Barron Avery, leader of BakerHostetler’s national Government Contracts team, was quoted in a Law360 article titled “Top 5 Gov’t Contract Cases of 2019.” Avery’s comments come as a sure reminder for contractors that failing to adhere to cybersecurity requirements can have serious and dire consequences to contractors themselves.
In May 2019, the U.S. District Court for the Eastern District of California held that an alleged failure to meet cybersecurity regulations can form the basis for a False Claims Act suit. This is the first such holding of its kind. The suit involved a relator who claimed rocket and missile propulsion manufacturer Aerojet Rocketdyne (Aerojet) misled the U.S. Department of Defense about Aerojet’s failure to safeguard “unclassified controlled technical information” from cybersecurity threats. In particular, the relator claimed Aerojet misrepresented and only partially disclosed to the U.S. government the extent to which Aerojet was noncompliant with cybersecurity regulations. Based on these claims, the court held the “relator has plausibly pled that defendants’ alleged failure to fully disclose its noncompliance was material to the government’s decision to enter into and pay on the relevant contracts.” Aerojet affirmatively argued that the court should dismiss the case because Aerojet disclosed its noncompliance to its government customers, several government agencies have continued to contract with Aerojet despite a government investigation into these claims, the government decided not to intervene in this action, and Aerojet’s noncompliance does not go to the central purpose of any of the contracts, which pertain to missile defense and rocket engine technology rather than cybersecurity. These defenses did not persuade the court. As a result, the court declined to dismiss the case at this stage, thereby allowing the relator to move forward with his claims against Aerojet.
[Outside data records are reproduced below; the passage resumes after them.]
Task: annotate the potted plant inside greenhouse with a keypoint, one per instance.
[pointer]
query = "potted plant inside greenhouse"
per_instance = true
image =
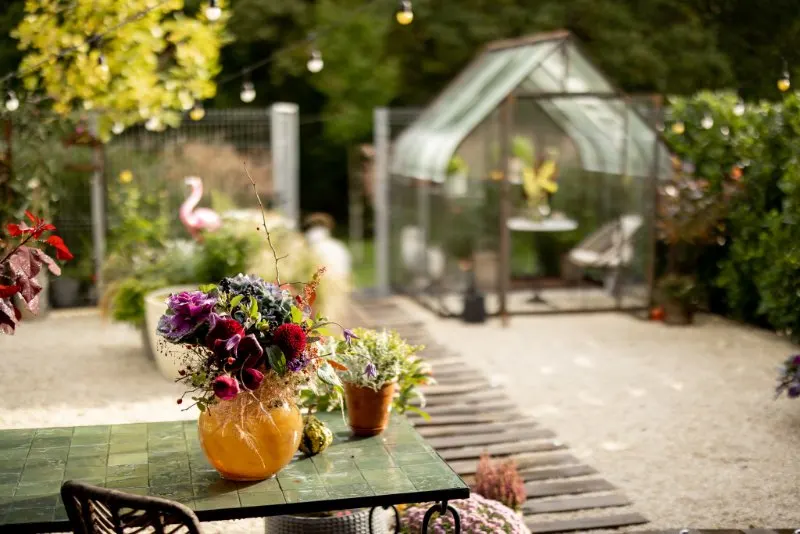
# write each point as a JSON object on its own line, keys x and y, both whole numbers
{"x": 383, "y": 373}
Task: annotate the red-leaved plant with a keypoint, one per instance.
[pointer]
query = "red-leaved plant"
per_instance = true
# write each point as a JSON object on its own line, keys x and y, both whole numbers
{"x": 500, "y": 481}
{"x": 21, "y": 262}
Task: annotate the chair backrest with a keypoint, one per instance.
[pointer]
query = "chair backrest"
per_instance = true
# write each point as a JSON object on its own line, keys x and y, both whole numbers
{"x": 94, "y": 510}
{"x": 615, "y": 233}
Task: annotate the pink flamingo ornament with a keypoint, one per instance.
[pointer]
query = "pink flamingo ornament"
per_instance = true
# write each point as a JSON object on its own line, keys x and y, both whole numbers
{"x": 197, "y": 220}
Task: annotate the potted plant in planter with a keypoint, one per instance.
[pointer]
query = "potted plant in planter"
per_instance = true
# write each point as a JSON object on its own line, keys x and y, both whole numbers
{"x": 680, "y": 297}
{"x": 383, "y": 373}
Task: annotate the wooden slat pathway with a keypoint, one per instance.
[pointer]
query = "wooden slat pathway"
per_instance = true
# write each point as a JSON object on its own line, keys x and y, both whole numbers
{"x": 470, "y": 416}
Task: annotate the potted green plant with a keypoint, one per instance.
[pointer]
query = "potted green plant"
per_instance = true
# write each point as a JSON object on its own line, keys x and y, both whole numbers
{"x": 382, "y": 373}
{"x": 66, "y": 290}
{"x": 680, "y": 297}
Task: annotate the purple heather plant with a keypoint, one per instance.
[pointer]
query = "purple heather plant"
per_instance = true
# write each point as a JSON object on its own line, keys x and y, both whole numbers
{"x": 500, "y": 481}
{"x": 478, "y": 515}
{"x": 186, "y": 312}
{"x": 789, "y": 378}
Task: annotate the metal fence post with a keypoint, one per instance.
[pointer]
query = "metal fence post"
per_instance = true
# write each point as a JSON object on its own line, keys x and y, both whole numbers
{"x": 98, "y": 203}
{"x": 285, "y": 143}
{"x": 381, "y": 201}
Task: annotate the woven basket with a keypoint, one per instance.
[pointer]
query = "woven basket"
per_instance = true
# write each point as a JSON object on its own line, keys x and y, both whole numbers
{"x": 355, "y": 523}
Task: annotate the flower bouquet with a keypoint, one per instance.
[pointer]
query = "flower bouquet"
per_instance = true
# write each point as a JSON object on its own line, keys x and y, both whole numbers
{"x": 380, "y": 371}
{"x": 252, "y": 345}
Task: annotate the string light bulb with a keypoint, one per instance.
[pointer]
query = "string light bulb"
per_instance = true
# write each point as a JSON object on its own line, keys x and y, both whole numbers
{"x": 248, "y": 93}
{"x": 405, "y": 15}
{"x": 153, "y": 124}
{"x": 197, "y": 112}
{"x": 315, "y": 63}
{"x": 739, "y": 108}
{"x": 213, "y": 11}
{"x": 12, "y": 103}
{"x": 784, "y": 83}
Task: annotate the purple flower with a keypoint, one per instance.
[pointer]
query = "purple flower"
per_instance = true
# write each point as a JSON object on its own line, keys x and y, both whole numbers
{"x": 186, "y": 312}
{"x": 252, "y": 378}
{"x": 370, "y": 370}
{"x": 225, "y": 387}
{"x": 349, "y": 335}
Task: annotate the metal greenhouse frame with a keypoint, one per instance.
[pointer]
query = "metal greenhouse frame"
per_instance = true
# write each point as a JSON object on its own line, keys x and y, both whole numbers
{"x": 530, "y": 137}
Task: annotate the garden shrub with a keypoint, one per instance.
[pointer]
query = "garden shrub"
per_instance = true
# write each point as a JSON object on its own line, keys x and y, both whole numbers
{"x": 754, "y": 271}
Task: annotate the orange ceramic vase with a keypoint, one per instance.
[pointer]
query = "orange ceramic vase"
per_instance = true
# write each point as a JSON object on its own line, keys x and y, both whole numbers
{"x": 368, "y": 410}
{"x": 254, "y": 447}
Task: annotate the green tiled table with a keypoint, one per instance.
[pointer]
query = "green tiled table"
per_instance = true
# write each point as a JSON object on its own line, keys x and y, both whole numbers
{"x": 165, "y": 460}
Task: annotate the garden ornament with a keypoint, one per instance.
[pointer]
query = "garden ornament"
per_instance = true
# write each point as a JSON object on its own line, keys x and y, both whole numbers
{"x": 197, "y": 220}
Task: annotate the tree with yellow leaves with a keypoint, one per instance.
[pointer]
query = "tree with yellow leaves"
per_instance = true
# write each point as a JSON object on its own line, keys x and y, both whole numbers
{"x": 128, "y": 61}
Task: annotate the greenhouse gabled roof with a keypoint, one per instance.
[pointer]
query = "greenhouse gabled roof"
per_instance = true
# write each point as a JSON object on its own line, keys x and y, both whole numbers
{"x": 567, "y": 86}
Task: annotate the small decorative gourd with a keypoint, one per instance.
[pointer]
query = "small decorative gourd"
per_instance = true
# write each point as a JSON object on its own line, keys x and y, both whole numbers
{"x": 316, "y": 437}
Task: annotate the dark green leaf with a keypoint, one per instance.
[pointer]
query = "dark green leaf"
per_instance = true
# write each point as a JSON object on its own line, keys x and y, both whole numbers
{"x": 277, "y": 361}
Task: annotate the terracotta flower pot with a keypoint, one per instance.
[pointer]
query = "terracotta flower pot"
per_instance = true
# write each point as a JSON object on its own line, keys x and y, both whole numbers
{"x": 367, "y": 409}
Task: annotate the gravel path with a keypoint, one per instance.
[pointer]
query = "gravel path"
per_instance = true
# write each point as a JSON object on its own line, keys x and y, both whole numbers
{"x": 682, "y": 419}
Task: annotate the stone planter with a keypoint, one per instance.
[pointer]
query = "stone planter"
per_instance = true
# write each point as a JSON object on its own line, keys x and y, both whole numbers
{"x": 155, "y": 305}
{"x": 677, "y": 313}
{"x": 65, "y": 292}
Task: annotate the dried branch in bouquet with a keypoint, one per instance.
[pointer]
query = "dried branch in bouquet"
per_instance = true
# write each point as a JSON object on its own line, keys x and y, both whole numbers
{"x": 266, "y": 229}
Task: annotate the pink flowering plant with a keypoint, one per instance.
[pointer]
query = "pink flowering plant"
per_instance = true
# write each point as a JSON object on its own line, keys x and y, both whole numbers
{"x": 500, "y": 481}
{"x": 478, "y": 515}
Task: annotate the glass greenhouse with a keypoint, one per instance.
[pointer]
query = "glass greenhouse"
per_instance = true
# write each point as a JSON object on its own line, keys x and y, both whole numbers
{"x": 531, "y": 178}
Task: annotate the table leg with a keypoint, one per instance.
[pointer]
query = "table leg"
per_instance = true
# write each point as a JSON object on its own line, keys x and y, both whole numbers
{"x": 442, "y": 508}
{"x": 396, "y": 518}
{"x": 536, "y": 298}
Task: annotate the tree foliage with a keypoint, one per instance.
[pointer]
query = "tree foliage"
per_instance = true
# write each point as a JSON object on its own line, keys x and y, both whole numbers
{"x": 128, "y": 60}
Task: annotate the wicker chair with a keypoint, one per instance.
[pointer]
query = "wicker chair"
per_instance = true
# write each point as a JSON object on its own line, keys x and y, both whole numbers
{"x": 94, "y": 510}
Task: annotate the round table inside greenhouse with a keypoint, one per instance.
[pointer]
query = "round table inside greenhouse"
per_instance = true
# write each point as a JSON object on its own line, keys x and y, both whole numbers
{"x": 548, "y": 225}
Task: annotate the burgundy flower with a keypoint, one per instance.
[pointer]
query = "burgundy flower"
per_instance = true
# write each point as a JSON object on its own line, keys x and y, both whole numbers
{"x": 291, "y": 339}
{"x": 249, "y": 351}
{"x": 252, "y": 378}
{"x": 224, "y": 329}
{"x": 225, "y": 387}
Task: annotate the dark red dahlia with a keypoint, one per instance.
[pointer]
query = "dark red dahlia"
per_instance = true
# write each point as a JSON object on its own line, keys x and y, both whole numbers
{"x": 291, "y": 339}
{"x": 223, "y": 329}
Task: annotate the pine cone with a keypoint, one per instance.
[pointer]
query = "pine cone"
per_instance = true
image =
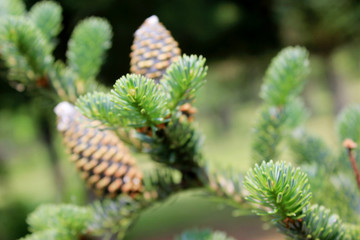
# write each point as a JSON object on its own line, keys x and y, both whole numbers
{"x": 153, "y": 50}
{"x": 103, "y": 160}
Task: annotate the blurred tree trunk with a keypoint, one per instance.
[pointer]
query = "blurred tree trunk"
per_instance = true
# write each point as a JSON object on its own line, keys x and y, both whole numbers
{"x": 335, "y": 85}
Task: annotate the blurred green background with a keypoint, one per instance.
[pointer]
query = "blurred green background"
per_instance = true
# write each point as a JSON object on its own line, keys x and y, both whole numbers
{"x": 238, "y": 38}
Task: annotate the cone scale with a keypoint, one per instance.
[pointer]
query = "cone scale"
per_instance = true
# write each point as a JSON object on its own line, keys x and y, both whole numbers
{"x": 104, "y": 161}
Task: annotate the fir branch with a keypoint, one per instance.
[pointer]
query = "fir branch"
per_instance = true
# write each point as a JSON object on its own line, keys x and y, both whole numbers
{"x": 139, "y": 101}
{"x": 205, "y": 234}
{"x": 318, "y": 224}
{"x": 178, "y": 146}
{"x": 87, "y": 45}
{"x": 183, "y": 78}
{"x": 25, "y": 51}
{"x": 283, "y": 110}
{"x": 47, "y": 16}
{"x": 348, "y": 124}
{"x": 51, "y": 234}
{"x": 268, "y": 134}
{"x": 12, "y": 7}
{"x": 99, "y": 106}
{"x": 67, "y": 221}
{"x": 227, "y": 186}
{"x": 285, "y": 76}
{"x": 278, "y": 190}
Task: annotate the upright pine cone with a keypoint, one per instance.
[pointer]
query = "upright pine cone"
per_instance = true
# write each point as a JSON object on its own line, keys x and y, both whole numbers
{"x": 103, "y": 160}
{"x": 153, "y": 50}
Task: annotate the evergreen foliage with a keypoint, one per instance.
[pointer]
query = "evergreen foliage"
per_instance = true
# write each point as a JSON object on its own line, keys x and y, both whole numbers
{"x": 26, "y": 52}
{"x": 281, "y": 190}
{"x": 139, "y": 101}
{"x": 349, "y": 124}
{"x": 282, "y": 109}
{"x": 87, "y": 45}
{"x": 165, "y": 131}
{"x": 203, "y": 235}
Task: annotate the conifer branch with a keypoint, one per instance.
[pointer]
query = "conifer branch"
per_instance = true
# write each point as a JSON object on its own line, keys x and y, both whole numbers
{"x": 205, "y": 234}
{"x": 87, "y": 45}
{"x": 349, "y": 144}
{"x": 282, "y": 193}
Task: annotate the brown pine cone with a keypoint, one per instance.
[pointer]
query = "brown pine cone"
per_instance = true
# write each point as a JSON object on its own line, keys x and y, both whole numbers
{"x": 103, "y": 160}
{"x": 153, "y": 50}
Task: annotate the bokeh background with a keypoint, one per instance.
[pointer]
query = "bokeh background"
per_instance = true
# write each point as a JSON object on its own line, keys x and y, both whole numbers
{"x": 238, "y": 38}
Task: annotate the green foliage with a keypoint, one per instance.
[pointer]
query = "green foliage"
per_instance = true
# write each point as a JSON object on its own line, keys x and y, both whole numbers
{"x": 12, "y": 7}
{"x": 227, "y": 185}
{"x": 160, "y": 184}
{"x": 47, "y": 16}
{"x": 205, "y": 234}
{"x": 26, "y": 52}
{"x": 279, "y": 190}
{"x": 285, "y": 76}
{"x": 268, "y": 134}
{"x": 183, "y": 78}
{"x": 139, "y": 101}
{"x": 59, "y": 221}
{"x": 114, "y": 217}
{"x": 87, "y": 46}
{"x": 349, "y": 124}
{"x": 319, "y": 223}
{"x": 100, "y": 106}
{"x": 283, "y": 110}
{"x": 46, "y": 235}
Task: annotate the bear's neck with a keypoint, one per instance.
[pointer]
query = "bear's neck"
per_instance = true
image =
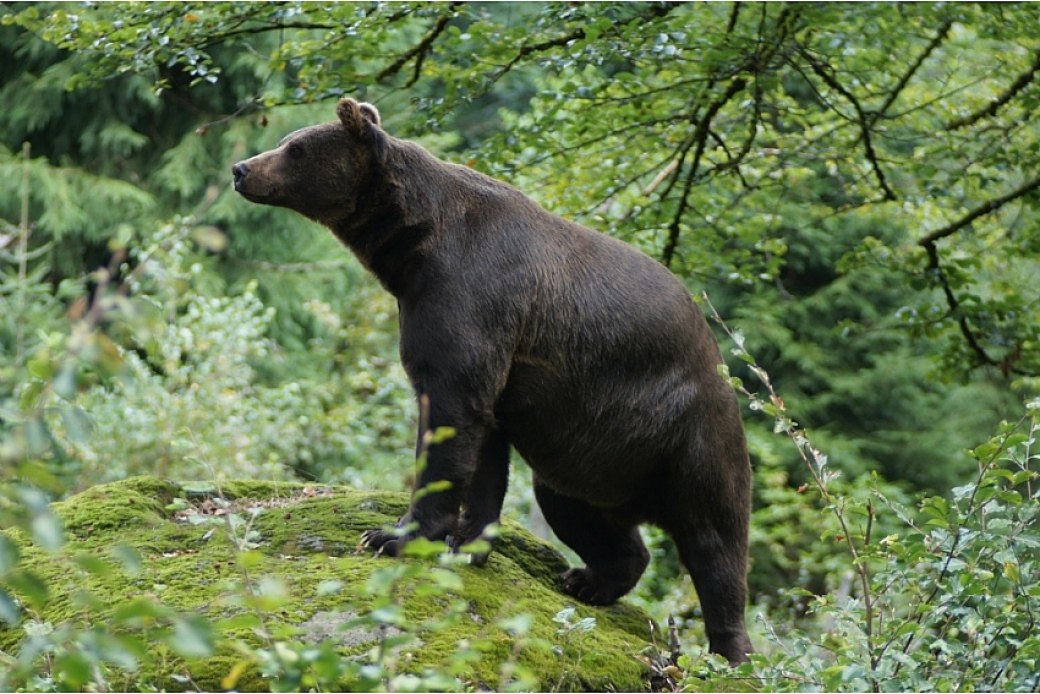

In light of this ruling, federal government contractors need to pay close attention to their compliance with cybersecurity regulations. This applies to all companies with government contracts that contain cybersecurity clauses, even if those contracts don’t chiefly relate to cybersecurity or information technology products and/or services. Contractors should review their government contracts to fully understand their cybersecurity obligations therein, audit their internal cybersecurity policies accordingly, train employees with respect to these policies, and fully and accurately explain any lack of compliance to the government when and where appropriate.
As new requirements for contractors are expected to roll out this month, namely the Cybersecurity Maturity Model Certification program, contractors are well advised to spend time assessing their cybersecurity compliance.